Background: Japanese encephalitis virus (JEV), a mosquito-borne Flavivirus, remains a leading cause of viral encephalitis. Current management is largely supportive, with no specific antivirals. This study evaluated the Antiviral efficacy and mechanism of action of CC-90009 against JEV in vitro and in vivo. Methods: Five targeted protein degraders (TPDs) were screened for anti-JEV activity in the human neuroblastoma cell line SH-SY5Y. Time-of-addition, binding, and endocytosis assays were used to delineate the phase of action of CC-90009, a Cereblon (CRBN) E3 Ligase modulator (CELMoD) and molecular glue degrader.
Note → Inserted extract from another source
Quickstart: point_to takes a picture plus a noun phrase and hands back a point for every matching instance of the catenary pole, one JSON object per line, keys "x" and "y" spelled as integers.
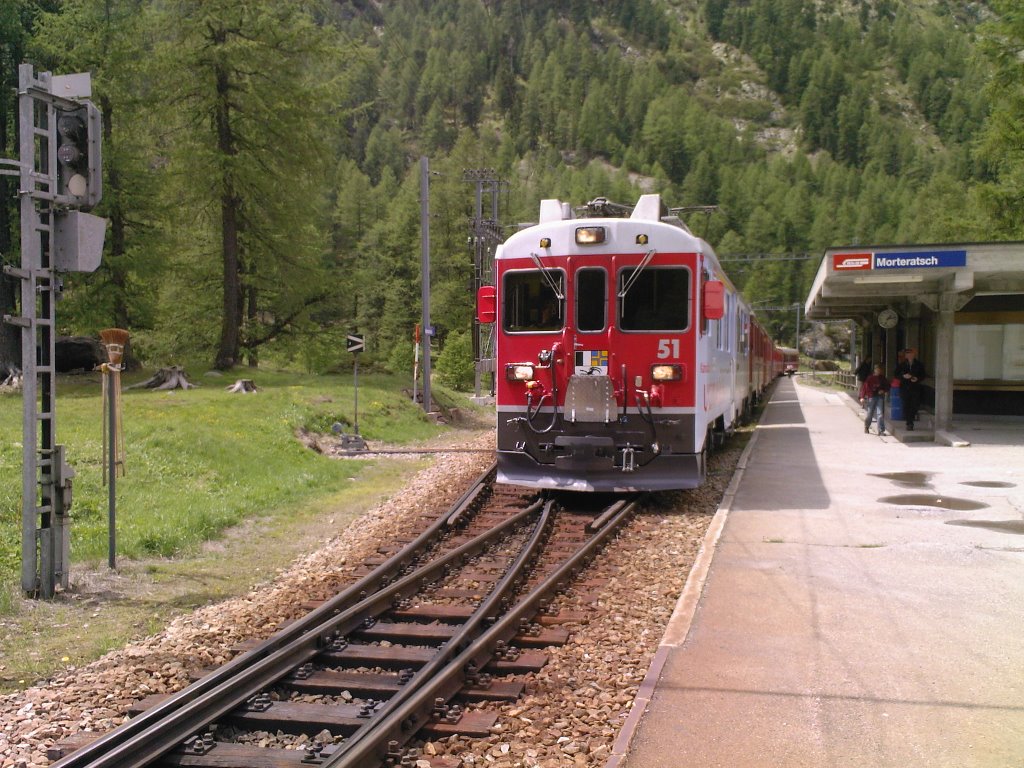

Small interfering RNA knockdown and co-immunoprecipitation (Co-IP) confirmed targets essential for its Antiviral effects. The broad-spectrum activity of CC-90009 against Other mosquito-borne viruses was also evaluated. In vivo efficacy was tested in a murine JEV model. Results: Of the five TPDs tested, only CC-90009 significantly inhibited JEV Infection in SH-SY5Y cells, acting during both viral entry and post-entry phases without reducing adsorbed or internalised virions. CC-90009 reduced JEV RNA and non-structural protein accumulation. Knockdown of G1-to-S phase transition 1 (GSPT1), a key target of CC-90009, suppressed JEV Infection and translation; Co-IP confirmed GSPT1 interaction with JEV non-structural protein 5 (NS5). CC-90009 disrupted JEV translation and replication by inducing proteasomal degradation of the GSPT1/NS5 complex, further demonstrating its broad-spectrum Antiviral activity through the effective inhibition of West Nile virus and chikungunya virus. In vivo, it protected mice from JEV-induced mortality, reducing viral load, antigen levels, and brain pathology. Conclusions: CC-90009 exerts potent anti-JEV activity both in vitro and in vivo by inducing proteasomal degradation of the GSPT1/NS5 complex, thereby disrupting viral translation and replication. This targeted protein degradation strategy represents a novel host-directed Antiviral approach with promising therapeutic potential against mosquito-borne viral encephalitis.

G1-to-S phase transition 1 (GSPT1); Japanese encephalitis virus (JEV); broad-spectrum antiviral activity; cereblon E3 ligase modulators (CELMoD); non-structural proteins.